2. Costs – All else equal, it is harder to be honest on more and wider topics, on topics where people tend to have emotional attachments, and on topics close to the key bias issues of the value and morality of you and your associates and rivals. You can reasonably expect to be honest about a wide range of topics that few people care much about, but only on a few narrow topics where many people care lots. The close you get to dangerous topics, the smaller your focus of honesty can be. You can’t be both a generalist and a rationalist; specialize in something.
3. Contamination – You should try to avoid dependencies between your beliefs on focus topics where you will try to protect your honesty, and the topics where you are prone to bias. Try not to have your opinions on focus topics depend on a belief that you or your associates are especially smart, perceptive, or moral. If you must think on risky topics about people, try to first study other people you don’t care much about. If you must have an opinion on yourself, assume you are like most other people.
4. Incentives – I’m not a big fan of the “study examples of bias and then will yourself to avoid them” approach; it has a place, but gains there seem small compared to changing your environment to improve your incentives. Instead of pulling yourself up by your bootstraps, step onto higher ground. For example, by creating and participating in a prediction market on a topic, you can induce yourself to become more honest on that topic. The more you can create personal direct costs of your dishonesty, the more honest you will become. And if you get paid to work on a certain topic, maybe you should give up on honesty about who if anyone should be paid to do that.

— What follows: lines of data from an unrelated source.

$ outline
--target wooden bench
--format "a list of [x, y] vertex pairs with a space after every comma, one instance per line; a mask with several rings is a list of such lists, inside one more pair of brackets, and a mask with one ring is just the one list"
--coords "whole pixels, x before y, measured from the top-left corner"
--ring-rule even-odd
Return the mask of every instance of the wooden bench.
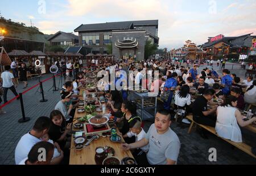
[[30, 78], [30, 79], [32, 79], [32, 77], [34, 76], [39, 76], [39, 74], [30, 74], [30, 73], [27, 73], [27, 78]]
[[249, 145], [247, 145], [247, 144], [245, 144], [243, 143], [235, 143], [235, 142], [232, 141], [230, 141], [229, 140], [228, 140], [228, 139], [224, 139], [223, 137], [221, 137], [219, 136], [218, 135], [218, 134], [217, 134], [217, 132], [216, 132], [216, 131], [215, 130], [215, 128], [214, 127], [209, 127], [209, 126], [206, 126], [206, 125], [204, 125], [197, 123], [196, 122], [195, 122], [193, 120], [193, 116], [192, 115], [187, 115], [186, 116], [186, 118], [191, 121], [191, 124], [190, 125], [189, 128], [188, 129], [188, 133], [189, 134], [191, 132], [191, 130], [192, 130], [192, 128], [193, 127], [193, 125], [194, 125], [194, 124], [196, 124], [197, 125], [200, 125], [202, 128], [204, 128], [206, 130], [209, 131], [212, 133], [214, 134], [215, 135], [216, 135], [218, 137], [223, 139], [224, 140], [226, 141], [226, 142], [229, 143], [229, 144], [230, 144], [233, 145], [233, 146], [236, 146], [236, 148], [240, 149], [240, 150], [245, 152], [247, 154], [248, 154], [250, 155], [251, 156], [253, 157], [254, 158], [256, 158], [256, 156], [255, 156], [251, 152], [251, 147], [250, 146], [249, 146]]
[[246, 77], [246, 75], [249, 74], [249, 76], [253, 76], [254, 74], [254, 78], [256, 78], [256, 70], [249, 70], [246, 69], [246, 72], [245, 73], [245, 77]]

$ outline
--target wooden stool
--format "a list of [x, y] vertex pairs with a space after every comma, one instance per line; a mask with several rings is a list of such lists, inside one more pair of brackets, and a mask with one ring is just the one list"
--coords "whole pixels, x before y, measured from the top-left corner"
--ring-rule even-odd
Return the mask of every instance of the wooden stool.
[[250, 109], [251, 108], [251, 106], [256, 107], [256, 104], [249, 104], [249, 106], [248, 106], [248, 108], [247, 108], [247, 111], [250, 110]]

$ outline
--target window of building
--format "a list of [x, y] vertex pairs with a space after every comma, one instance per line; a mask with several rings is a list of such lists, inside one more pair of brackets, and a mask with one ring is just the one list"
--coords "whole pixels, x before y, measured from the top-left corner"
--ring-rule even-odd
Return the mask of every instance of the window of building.
[[110, 40], [109, 40], [109, 35], [104, 35], [104, 45], [109, 44]]
[[83, 45], [100, 45], [100, 36], [90, 35], [82, 37], [82, 44]]

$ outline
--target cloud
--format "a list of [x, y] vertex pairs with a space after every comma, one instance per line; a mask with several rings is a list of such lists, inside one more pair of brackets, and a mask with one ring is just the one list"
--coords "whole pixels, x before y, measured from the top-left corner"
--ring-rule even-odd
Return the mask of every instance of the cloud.
[[28, 18], [28, 19], [35, 19], [35, 17], [32, 15], [28, 15], [27, 17]]

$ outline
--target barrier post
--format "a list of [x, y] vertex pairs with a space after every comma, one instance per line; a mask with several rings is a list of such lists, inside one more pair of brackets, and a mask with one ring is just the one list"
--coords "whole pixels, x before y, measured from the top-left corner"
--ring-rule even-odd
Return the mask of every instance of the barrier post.
[[43, 89], [43, 83], [41, 81], [40, 82], [40, 90], [41, 90], [41, 92], [42, 92], [42, 99], [40, 100], [40, 102], [46, 102], [48, 101], [48, 99], [44, 99], [44, 90]]
[[22, 98], [22, 93], [19, 93], [19, 99], [20, 100], [20, 107], [22, 108], [22, 119], [19, 119], [19, 120], [18, 120], [18, 121], [19, 123], [24, 123], [24, 122], [26, 122], [28, 121], [28, 120], [30, 120], [30, 118], [26, 118], [25, 116], [25, 111], [24, 110], [24, 105], [23, 105], [23, 100]]

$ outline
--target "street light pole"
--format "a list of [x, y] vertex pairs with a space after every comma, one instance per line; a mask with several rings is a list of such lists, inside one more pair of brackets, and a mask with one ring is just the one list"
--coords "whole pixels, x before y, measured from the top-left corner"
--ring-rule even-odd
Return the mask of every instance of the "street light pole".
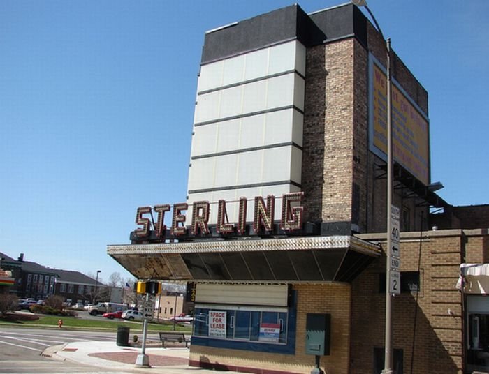
[[98, 291], [98, 274], [101, 273], [101, 270], [97, 270], [97, 276], [95, 278], [95, 295], [94, 296], [94, 304], [97, 299], [97, 292]]
[[[370, 17], [374, 21], [375, 27], [383, 40], [386, 40], [382, 31], [377, 23], [375, 17], [367, 6], [366, 0], [351, 0], [357, 6], [363, 6]], [[392, 147], [392, 95], [391, 76], [391, 38], [386, 42], [386, 70], [387, 75], [387, 244], [386, 246], [386, 335], [385, 335], [385, 355], [384, 370], [381, 374], [393, 374], [392, 370], [392, 295], [390, 293], [389, 284], [391, 282], [391, 262], [392, 248], [392, 197], [393, 197], [393, 147]]]

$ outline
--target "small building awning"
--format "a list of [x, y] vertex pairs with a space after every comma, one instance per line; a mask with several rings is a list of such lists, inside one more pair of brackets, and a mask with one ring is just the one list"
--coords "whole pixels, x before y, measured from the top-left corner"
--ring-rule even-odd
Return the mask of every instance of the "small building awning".
[[489, 264], [460, 264], [456, 287], [465, 294], [489, 294]]
[[351, 282], [381, 255], [356, 237], [311, 236], [108, 246], [138, 279]]

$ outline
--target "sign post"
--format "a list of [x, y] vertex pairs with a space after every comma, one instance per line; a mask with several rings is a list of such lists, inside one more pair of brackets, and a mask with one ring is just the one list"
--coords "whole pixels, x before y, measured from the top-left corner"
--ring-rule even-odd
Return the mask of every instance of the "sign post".
[[399, 208], [392, 206], [391, 214], [391, 255], [389, 267], [389, 290], [393, 294], [401, 293], [401, 260], [399, 254]]

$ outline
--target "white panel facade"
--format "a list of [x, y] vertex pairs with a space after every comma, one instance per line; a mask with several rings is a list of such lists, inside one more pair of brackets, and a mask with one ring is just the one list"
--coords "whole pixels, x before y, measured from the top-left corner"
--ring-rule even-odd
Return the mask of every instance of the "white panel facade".
[[279, 219], [279, 197], [300, 190], [305, 74], [305, 48], [295, 40], [201, 66], [187, 202], [210, 202], [210, 222], [220, 199], [236, 222], [231, 201], [269, 194]]

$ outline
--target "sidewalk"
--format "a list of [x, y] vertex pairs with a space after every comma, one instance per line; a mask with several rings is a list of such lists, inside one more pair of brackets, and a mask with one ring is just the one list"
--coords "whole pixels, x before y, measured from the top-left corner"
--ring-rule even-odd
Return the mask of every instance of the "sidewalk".
[[81, 341], [54, 345], [45, 350], [43, 356], [55, 359], [98, 366], [101, 368], [119, 370], [132, 373], [181, 374], [215, 374], [215, 371], [189, 366], [189, 350], [185, 347], [147, 347], [150, 368], [135, 364], [141, 348], [121, 347], [115, 342]]

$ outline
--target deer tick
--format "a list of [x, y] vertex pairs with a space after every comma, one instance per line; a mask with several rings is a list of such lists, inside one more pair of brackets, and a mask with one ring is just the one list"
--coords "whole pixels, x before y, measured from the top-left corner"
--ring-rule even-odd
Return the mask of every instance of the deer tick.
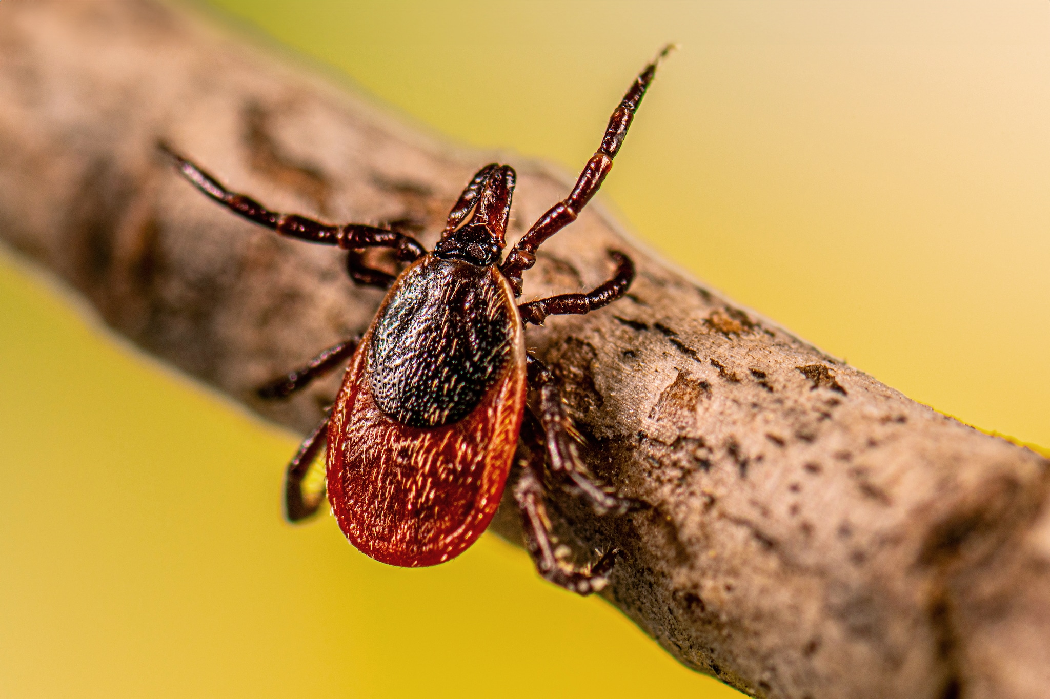
[[[670, 48], [624, 96], [568, 197], [544, 213], [502, 260], [516, 176], [507, 165], [478, 171], [427, 252], [397, 230], [270, 211], [162, 146], [178, 171], [214, 200], [281, 235], [349, 251], [354, 281], [388, 290], [363, 336], [326, 350], [259, 389], [262, 398], [285, 398], [350, 359], [335, 404], [288, 466], [290, 522], [316, 512], [327, 489], [339, 528], [359, 550], [394, 566], [433, 566], [456, 557], [481, 535], [517, 465], [513, 495], [540, 574], [580, 594], [605, 587], [618, 550], [584, 567], [558, 555], [544, 476], [587, 499], [600, 513], [622, 513], [634, 501], [595, 483], [582, 463], [553, 374], [525, 351], [524, 325], [611, 303], [626, 293], [634, 264], [624, 253], [608, 251], [615, 272], [593, 291], [521, 304], [516, 299], [537, 249], [572, 223], [602, 186]], [[397, 277], [366, 267], [361, 251], [373, 247], [392, 249], [407, 267]], [[538, 391], [536, 409], [526, 401], [530, 388]], [[519, 439], [528, 456], [516, 464]], [[326, 488], [309, 493], [303, 480], [326, 445]]]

So my advice is to choose a focus for your honesty, a narrow enough focus to have a decent chance at achieving honesty. Make your focus more narrow the more dangerous is your focus area. Try to insulate beliefs on your focus topics from beliefs on risky topics like your own value, and try to arrange things so you will be penalized for dishonesty. Don’t persent yourself as a “rationalist” who is more honest on all topics, but instead as at best “rationalist on X.”
So, what is your X?
Realistically if a plumber has even heard of the word "rationalist" (s)he is probably an unusually smart plumber and will probably bother to keep track of whether (s)he loses or wins money on average, and might even realise that stocks have a better risk/reward profile than sports betting.
I feel this discussion is very detached from reality. Go to your local gambling venue and you will not find people who have read up on probability theory and rationality and are overconfident. You will find people who don't even know what the word rationality means and are close to innumerate. Learning a small amount of rationality is probably beyond their mental capability, but for those who could learn about concepts like probability and calibration it would probably be helpful. For example, they might learn to identify the gambler's fallacy and the inverse gambler's fallacy.
Just to disclaim: this comment is not intended to insult people who spend a lot of time and money gambling, I'm just pointing out the reality of the situation; often lack of education is to blame for the problems that these people go through.
If the plumber thinks to himself "I'm a rationalist", he may well be more likely to bet, because he thinks the usual advice to avoid betting is targeted at those irrational people.